Department of Neurology, UKD and Center for Neurology and Neuropsychiatry, LVR Klinikum, Medical Faculty, Heinrich Heine University, Düsseldorf, Germany.
CSL Behring LLC, King of Prussia, PA, USA.
Eur J Neurol. 2020 Jan;27(1):196-203. doi: 10.1111/ene.14056. Epub 2019 Sep 23.
Chronic inflammatory demyelinating polyneuropathy (CIDP) causes weakness which adversely impacts function and quality of life (QOL). CIDP often requires long-term management with intravenous or subcutaneous immunoglobulin. The Polyneuropathy and Treatment with Hizentra® (PATH) study showed that subcutaneous immunoglobulin (SCIG) was efficacious in CIDP maintenance. Here, patient-reported outcomes in patients on SCIG are assessed.

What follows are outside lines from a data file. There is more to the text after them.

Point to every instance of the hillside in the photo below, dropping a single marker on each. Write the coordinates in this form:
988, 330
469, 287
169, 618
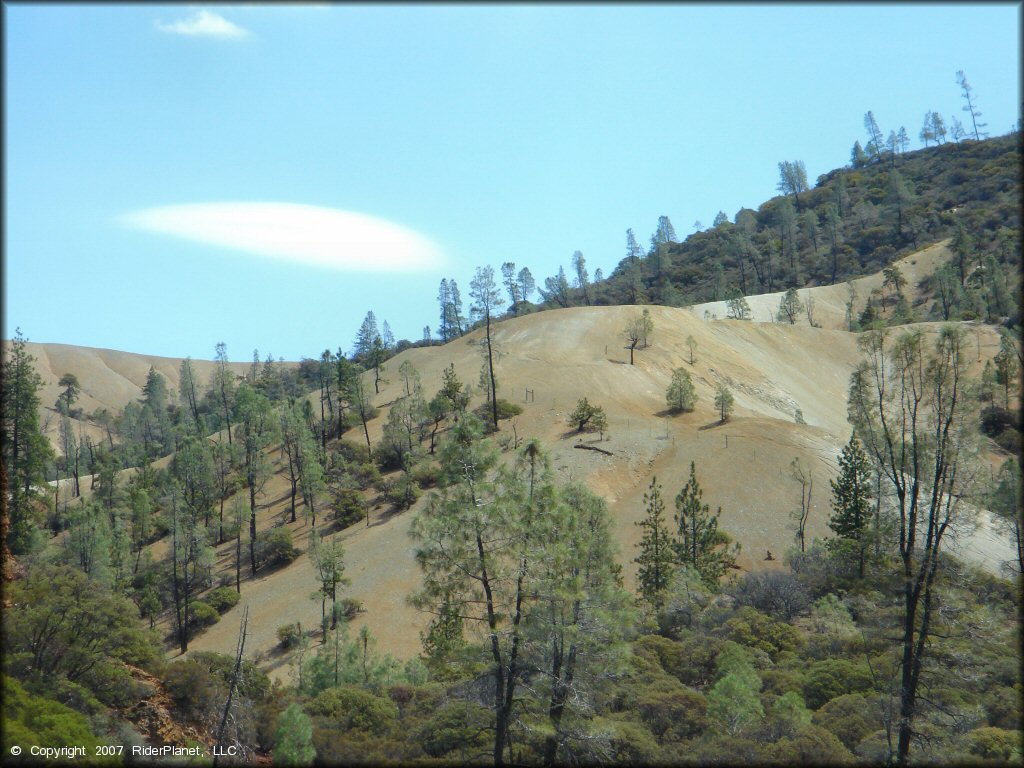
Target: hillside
564, 354
743, 466
110, 380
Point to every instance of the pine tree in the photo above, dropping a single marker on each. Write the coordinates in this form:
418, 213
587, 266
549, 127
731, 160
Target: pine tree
656, 557
851, 501
26, 451
723, 401
699, 544
365, 338
681, 395
294, 741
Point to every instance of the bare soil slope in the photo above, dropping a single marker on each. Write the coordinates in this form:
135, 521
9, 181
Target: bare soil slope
559, 356
109, 379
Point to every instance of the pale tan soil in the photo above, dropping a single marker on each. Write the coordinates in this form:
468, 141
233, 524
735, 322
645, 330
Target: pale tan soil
109, 379
565, 354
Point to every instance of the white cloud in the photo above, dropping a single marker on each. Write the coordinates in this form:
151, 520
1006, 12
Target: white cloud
323, 237
204, 24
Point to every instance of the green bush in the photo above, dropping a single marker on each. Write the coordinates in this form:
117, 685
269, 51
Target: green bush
755, 630
833, 678
202, 615
812, 745
222, 599
851, 717
289, 635
354, 709
29, 719
672, 712
995, 743
457, 728
275, 547
190, 687
1003, 708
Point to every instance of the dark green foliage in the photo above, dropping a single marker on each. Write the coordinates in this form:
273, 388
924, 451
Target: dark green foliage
851, 503
656, 556
588, 417
835, 677
672, 712
506, 410
348, 708
995, 743
755, 630
35, 721
190, 687
202, 615
456, 731
25, 450
61, 626
812, 745
289, 635
275, 548
293, 744
980, 179
699, 544
851, 717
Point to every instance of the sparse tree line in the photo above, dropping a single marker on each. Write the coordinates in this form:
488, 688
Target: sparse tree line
853, 220
534, 653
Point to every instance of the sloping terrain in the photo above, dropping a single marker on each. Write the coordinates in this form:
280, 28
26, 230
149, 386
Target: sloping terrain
110, 379
559, 356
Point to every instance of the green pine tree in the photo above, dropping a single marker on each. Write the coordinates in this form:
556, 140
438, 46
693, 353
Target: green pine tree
699, 544
294, 737
681, 395
851, 502
655, 558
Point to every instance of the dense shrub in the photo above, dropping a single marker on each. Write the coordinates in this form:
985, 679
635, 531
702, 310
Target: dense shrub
755, 630
201, 615
29, 719
1003, 708
289, 635
995, 743
851, 717
779, 594
812, 745
672, 712
274, 548
192, 688
833, 678
457, 730
353, 709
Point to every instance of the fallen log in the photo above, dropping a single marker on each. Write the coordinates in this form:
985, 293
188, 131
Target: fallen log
593, 448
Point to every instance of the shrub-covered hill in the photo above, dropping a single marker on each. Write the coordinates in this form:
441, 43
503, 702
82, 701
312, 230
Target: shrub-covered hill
854, 221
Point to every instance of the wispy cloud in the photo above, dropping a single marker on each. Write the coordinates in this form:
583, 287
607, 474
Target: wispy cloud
204, 24
324, 237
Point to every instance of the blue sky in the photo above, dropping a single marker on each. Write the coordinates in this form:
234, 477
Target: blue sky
180, 175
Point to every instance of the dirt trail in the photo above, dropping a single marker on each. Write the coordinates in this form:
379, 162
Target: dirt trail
561, 355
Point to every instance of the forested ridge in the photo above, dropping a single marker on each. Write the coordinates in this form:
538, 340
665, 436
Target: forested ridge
877, 643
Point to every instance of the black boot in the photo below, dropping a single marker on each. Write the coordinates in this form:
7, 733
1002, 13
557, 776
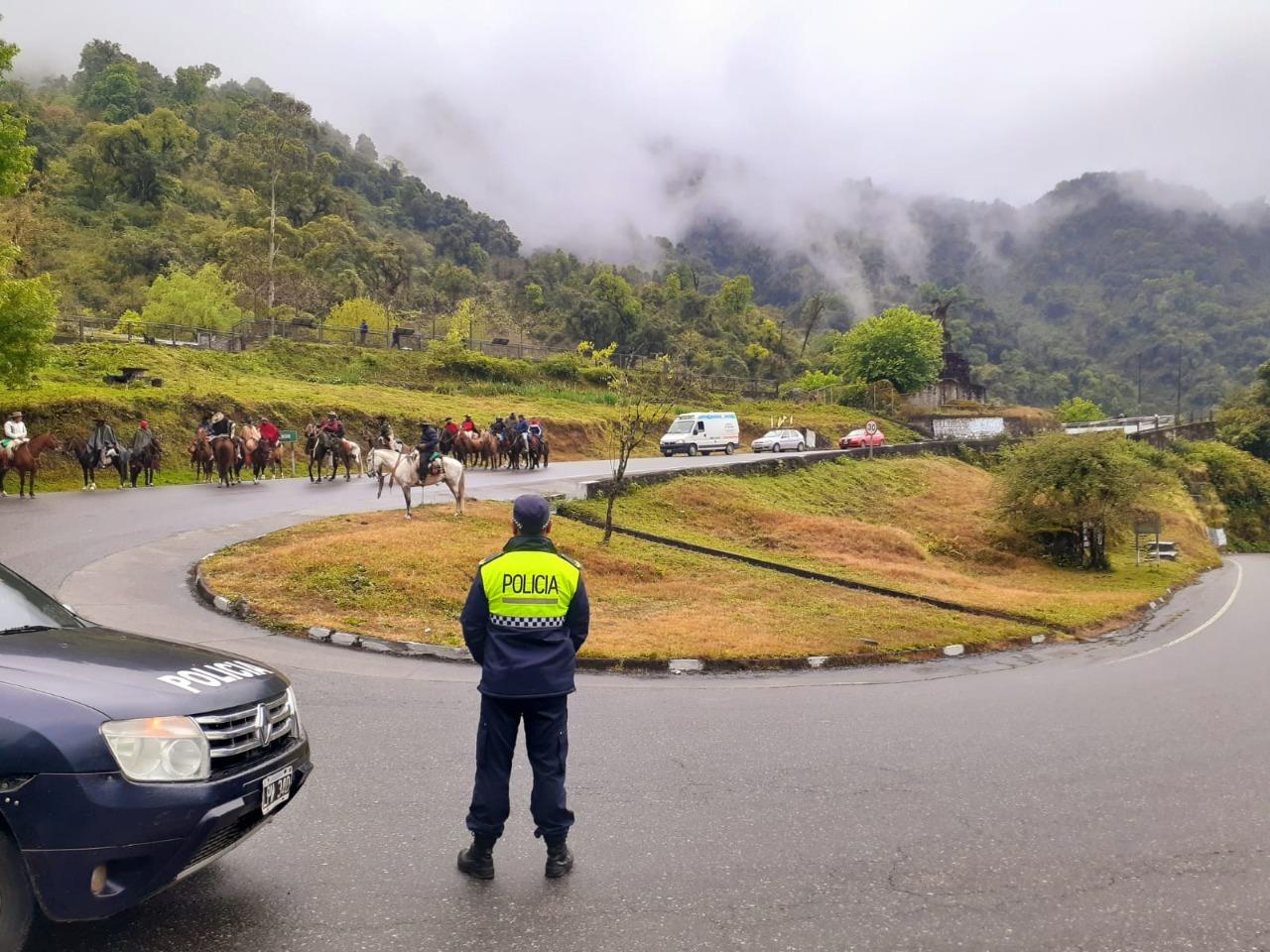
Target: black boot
559, 858
477, 860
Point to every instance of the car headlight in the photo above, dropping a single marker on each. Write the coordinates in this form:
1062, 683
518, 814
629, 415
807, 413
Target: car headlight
296, 731
159, 749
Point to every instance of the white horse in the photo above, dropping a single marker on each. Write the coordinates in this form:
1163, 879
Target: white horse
404, 470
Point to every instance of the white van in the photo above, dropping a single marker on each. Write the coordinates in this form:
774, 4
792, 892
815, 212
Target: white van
702, 433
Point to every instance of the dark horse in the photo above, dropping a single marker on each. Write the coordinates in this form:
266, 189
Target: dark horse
229, 463
200, 457
539, 452
26, 461
320, 444
146, 461
90, 463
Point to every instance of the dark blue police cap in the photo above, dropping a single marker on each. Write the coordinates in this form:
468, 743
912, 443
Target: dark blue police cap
531, 513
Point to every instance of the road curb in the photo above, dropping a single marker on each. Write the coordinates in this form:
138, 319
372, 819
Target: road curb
336, 638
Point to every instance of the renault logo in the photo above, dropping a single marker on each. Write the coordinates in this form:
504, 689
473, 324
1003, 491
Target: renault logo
262, 725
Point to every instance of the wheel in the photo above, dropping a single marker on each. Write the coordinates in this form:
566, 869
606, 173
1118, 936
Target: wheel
17, 905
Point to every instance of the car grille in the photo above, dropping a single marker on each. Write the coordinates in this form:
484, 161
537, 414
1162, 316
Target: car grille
236, 735
222, 841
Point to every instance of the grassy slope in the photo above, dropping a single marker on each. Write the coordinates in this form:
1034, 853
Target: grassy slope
408, 580
920, 525
295, 382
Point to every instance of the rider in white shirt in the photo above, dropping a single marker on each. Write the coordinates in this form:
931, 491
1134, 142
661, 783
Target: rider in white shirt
14, 431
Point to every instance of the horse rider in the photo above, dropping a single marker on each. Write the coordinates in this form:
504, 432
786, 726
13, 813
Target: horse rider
103, 443
386, 436
270, 433
14, 433
144, 438
333, 425
250, 434
222, 428
430, 451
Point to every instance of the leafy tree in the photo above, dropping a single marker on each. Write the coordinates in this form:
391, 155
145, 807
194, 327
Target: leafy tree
28, 307
1079, 411
117, 94
198, 299
191, 81
350, 313
148, 154
898, 345
645, 400
1074, 494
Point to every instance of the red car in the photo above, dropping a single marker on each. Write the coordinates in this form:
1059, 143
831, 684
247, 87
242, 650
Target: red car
861, 438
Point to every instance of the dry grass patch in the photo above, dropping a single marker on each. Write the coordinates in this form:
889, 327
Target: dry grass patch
925, 526
380, 575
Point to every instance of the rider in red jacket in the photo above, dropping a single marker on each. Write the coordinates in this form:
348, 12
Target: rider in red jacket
268, 431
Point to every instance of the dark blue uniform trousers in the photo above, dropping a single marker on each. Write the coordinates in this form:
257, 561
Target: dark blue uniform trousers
547, 738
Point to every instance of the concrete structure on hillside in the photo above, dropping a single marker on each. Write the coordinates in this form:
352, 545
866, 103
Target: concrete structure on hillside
953, 385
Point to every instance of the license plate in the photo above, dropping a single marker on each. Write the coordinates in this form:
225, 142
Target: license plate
276, 789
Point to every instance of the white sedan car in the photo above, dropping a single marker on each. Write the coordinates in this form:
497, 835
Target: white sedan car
780, 440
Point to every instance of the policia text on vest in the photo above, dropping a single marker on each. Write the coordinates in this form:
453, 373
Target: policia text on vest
525, 620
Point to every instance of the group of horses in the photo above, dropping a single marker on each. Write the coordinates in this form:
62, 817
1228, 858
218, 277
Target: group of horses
495, 449
225, 457
222, 458
24, 460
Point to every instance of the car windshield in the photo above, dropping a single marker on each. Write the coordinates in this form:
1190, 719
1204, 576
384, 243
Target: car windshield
23, 606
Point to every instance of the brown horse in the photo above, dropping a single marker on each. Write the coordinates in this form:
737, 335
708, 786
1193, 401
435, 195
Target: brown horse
200, 457
262, 456
227, 463
146, 461
26, 461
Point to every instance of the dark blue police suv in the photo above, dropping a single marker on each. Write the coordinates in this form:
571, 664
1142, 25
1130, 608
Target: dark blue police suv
126, 763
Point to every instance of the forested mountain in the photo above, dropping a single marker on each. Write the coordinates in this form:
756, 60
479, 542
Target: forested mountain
1109, 287
1106, 287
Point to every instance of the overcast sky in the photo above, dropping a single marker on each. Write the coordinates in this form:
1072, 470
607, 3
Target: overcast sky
570, 119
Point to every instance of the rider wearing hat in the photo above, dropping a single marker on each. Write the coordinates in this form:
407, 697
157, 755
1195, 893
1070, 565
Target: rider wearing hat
270, 433
144, 436
430, 452
103, 443
14, 431
333, 425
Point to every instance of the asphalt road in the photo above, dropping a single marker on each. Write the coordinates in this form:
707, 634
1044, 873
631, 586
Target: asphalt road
1105, 796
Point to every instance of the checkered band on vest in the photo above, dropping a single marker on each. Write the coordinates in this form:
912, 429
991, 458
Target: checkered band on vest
506, 621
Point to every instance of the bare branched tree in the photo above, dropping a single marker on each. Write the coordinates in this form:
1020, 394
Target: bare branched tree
647, 399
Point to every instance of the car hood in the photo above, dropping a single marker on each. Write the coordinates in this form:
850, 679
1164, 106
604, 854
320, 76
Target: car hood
131, 675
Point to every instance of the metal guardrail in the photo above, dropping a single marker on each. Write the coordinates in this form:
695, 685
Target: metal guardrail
241, 335
103, 329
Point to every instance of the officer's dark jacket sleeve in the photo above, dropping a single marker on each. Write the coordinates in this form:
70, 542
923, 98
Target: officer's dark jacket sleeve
578, 619
475, 619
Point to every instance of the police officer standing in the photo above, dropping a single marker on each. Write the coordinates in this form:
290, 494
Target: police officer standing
525, 620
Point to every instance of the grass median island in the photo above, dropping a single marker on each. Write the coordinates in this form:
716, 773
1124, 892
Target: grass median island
382, 576
294, 384
924, 526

Subjects stabilized on intravenous immunoglobulin were randomly allocated to receive weekly 0.2 or 0.4 g/kg bodyweight of 20% SCIG (IgPro20) or placebo. Overall QOL/health status was assessed using the EuroQoL 5-Dimension (EQ-5D) health profile and visual analog scale, treatment satisfaction was assessed with the Treatment Satisfaction Questionnaire for Medicine (TSQM) and work-related impact was assessed with the Work Productivity and Activity Impairment Questionnaire for General Health (WPAI-GH). The EQ-5D health profile was assessed in terms of the percentage of subjects maintained or improved at week 25 of SCIG therapy on each of the EQ-5D domains versus baseline after intravenous immunoglobulin stabilization. TSQM and WPAI-GH were assessed by median score changes from baseline to week 25.
In total, 172 subjects were randomized to placebo (n = 57), 0.2 g/kg IgPro20 (n = 57) and 0.4 g/kg IgPro20 (n = 58). Significantly higher proportions of IgPro20-treated subjects improved/maintained their health status on the EQ-5D usual activities dimension, and in additional dimensions (mobility and pain/discomfort) in sensitivity analyses. TSQM and WPAI-GH scores were more stable with IgPro20 treatment compared with placebo.
IgPro20 maintained or improved QOL in most subjects with CIDP, consistent with the PATH study findings that both IgPro20 doses were efficacious in maintaining CIDP.
慢性炎症性脱髓鞘性多发性神经病(CIDP)引起的虚弱会对功能和生活质量(QOL)产生不利影响。CIDP 通常需要长期使用静脉注射或皮下免疫球蛋白进行治疗。多神经病和 Hizentra®(PATH)治疗研究表明,皮下免疫球蛋白(SCIG)在 CIDP 维持治疗中有效。在此,评估了接受 SCIG 治疗的患者的患者报告结局。
静脉注射免疫球蛋白稳定的受试者被随机分配接受每周 0.2 或 0.4 g/kg 体重的 20% SCIG(IgPro20)或安慰剂。使用欧洲五维健康量表(EQ-5D)健康概况和视觉模拟量表评估总体 QOL/健康状况,使用治疗满意度问卷(TSQM)评估治疗满意度,使用一般健康工作生产力和活动障碍问卷(WPAI-GH)评估与工作相关的影响。根据在静脉注射免疫球蛋白稳定后的每个 EQ-5D 域中,接受 SCIG 治疗 25 周时相对于基线,维持或改善的患者百分比,评估 EQ-5D 健康概况。根据从基线到第 25 周的中位数评分变化,评估 TSQM 和 WPAI-GH。
共有 172 名受试者被随机分配至安慰剂(n=57)、0.2 g/kg IgPro20(n=57)和 0.4 g/kg IgPro20(n=58)。在敏感性分析中,接受 IgPro20 治疗的患者在 EQ-5D 日常活动维度以及其他维度(移动性和疼痛/不适)上改善/维持健康状况的比例明显更高。与安慰剂相比,IgPro20 治疗的 TSQM 和 WPAI-GH 评分更稳定。
IgPro20 维持或改善了大多数 CIDP 患者的 QOL,与 PATH 研究结果一致,即两种 IgPro20 剂量均有效维持 CIDP。